I have to wonder about this, having known personally of a number of "crack houses" that remained in business long enough to almost have their own entry in the yellow pages. Everybody and their grandmother knew where they were and what was going on. I can't imagine the cops were somehow the only people not clued in.

"Cops go where they are asked to. From where they set up speed traps to where they patrol, citizen complaints and citizen requests are significant."

Speed traps -- yes -- that brings money IN to the city. 99% of the people given tickets do not contest it and just pay the fine. It's been said that if everybody given a speeding ticker were to insist on all their legal rights, or even if just HALF of them did, the whole system would come crashing to a halt.

Crack houses -- not so much -- that COSTS money.

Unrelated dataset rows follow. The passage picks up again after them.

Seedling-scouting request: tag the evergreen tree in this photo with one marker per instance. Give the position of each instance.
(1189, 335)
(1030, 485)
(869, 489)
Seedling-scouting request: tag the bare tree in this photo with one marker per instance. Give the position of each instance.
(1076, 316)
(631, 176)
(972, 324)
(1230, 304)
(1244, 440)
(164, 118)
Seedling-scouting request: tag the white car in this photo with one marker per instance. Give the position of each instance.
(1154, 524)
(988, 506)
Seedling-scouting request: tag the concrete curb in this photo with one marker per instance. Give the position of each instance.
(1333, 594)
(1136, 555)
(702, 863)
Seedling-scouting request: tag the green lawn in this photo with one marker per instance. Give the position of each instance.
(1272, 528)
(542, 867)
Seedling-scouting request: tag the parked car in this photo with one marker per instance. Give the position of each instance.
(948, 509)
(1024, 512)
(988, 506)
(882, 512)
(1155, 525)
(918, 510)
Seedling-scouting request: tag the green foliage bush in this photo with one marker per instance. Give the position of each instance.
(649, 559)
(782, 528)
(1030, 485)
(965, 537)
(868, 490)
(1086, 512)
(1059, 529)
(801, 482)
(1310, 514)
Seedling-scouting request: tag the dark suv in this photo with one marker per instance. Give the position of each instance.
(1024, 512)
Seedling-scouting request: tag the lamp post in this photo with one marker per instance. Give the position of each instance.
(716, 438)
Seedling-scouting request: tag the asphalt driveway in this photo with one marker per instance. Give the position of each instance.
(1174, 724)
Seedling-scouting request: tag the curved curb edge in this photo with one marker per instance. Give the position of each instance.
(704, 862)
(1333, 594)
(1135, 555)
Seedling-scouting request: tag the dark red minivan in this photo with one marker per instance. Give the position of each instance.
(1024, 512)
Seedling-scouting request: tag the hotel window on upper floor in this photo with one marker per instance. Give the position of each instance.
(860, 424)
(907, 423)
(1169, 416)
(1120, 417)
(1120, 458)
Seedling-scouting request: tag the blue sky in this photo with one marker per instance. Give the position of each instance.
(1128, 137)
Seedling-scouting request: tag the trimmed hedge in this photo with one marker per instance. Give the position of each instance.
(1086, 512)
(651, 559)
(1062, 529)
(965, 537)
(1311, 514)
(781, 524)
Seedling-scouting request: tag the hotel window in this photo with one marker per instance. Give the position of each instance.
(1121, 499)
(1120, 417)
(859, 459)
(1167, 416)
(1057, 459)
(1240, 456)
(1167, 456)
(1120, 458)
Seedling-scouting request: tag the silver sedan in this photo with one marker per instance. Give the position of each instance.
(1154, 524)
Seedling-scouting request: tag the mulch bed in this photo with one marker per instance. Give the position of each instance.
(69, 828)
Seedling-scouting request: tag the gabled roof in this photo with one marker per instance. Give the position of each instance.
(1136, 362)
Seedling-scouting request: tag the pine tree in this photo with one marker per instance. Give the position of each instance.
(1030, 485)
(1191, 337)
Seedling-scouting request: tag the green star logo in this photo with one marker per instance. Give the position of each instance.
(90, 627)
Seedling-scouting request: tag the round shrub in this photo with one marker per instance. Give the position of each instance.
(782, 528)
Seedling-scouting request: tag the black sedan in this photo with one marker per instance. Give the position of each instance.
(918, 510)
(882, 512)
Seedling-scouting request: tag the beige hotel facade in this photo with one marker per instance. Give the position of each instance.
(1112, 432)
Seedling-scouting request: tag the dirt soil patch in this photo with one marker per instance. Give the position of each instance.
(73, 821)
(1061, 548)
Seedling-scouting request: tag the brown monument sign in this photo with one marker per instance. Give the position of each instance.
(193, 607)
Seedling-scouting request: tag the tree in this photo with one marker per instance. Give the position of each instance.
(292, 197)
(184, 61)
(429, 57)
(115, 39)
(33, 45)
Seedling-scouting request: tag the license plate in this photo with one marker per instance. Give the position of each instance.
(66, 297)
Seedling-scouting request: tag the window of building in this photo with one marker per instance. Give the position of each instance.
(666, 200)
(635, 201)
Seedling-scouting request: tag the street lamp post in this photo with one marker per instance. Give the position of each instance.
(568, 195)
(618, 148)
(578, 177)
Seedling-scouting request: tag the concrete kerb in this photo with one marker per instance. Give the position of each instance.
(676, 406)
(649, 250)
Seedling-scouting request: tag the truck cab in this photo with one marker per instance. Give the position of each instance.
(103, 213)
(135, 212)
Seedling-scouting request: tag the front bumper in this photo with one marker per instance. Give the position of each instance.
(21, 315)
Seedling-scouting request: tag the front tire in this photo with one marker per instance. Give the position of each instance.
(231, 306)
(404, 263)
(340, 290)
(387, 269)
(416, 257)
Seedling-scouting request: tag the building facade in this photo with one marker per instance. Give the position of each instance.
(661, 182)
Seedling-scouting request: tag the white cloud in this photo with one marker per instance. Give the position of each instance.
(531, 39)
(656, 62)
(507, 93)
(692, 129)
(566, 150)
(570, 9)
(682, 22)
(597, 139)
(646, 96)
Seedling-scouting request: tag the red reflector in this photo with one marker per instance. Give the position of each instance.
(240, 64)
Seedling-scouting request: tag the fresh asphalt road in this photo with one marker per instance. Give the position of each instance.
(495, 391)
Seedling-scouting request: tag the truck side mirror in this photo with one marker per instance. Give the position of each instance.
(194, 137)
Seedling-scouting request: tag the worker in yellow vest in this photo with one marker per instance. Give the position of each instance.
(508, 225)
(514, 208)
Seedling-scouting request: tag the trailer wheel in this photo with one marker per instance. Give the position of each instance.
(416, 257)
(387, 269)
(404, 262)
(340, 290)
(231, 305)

"Furthermore, crack is supposed to be more addictive than "regular" cocaine and hence more dangerous and thus worthy of a greater sanction."

Underline "supposed to be".



However, it's a little unreasonable for us to expect rationality in something which is as inherently irrational as the War on Some Drugs. So a little disparity in the penalties and the enforcement shouldn't be surprising.

is crack sanction legit?
Flagwaver writes: If you're the cops you go to where you see crime, not where crime might be--do you stake out the home of Dr. Jones hoping you might get a bust, or do go after he known crack house in the 'hood?
=========

No, what you do is listen to the polite (black) grandmothers who keep coming in to beg you to deal with said crack house in THEIR 'hood, and if you don't, you run the risk of them calling you racist for not providing police protection.

Cops go where they are asked to. From where they set up speed traps to where they patrol, citizen complaints and citizen requests are significant. Government is inherently political, old ladies will be voting in the next election and smart politicians will listen to them.

One more thing - the reason why the crack law is so stringent is that BLACK ACTIVISTS WHO WANTED THEIR COMMUNITIES SAFE LOBBIED FOR HARSH SANCTIONS.

I know people who live in low income neighborhoods - they are anti drug the way that folks who live in the woods are anti forest fire. So the system actually works, the peers of the crack users are far more anti drug than the peers of the powder coke and hence the system worked.

Furthermore, crack is supposed to be more addictive than "regular" cocaine and hence more dangerous and thus worthy of a greater sanction.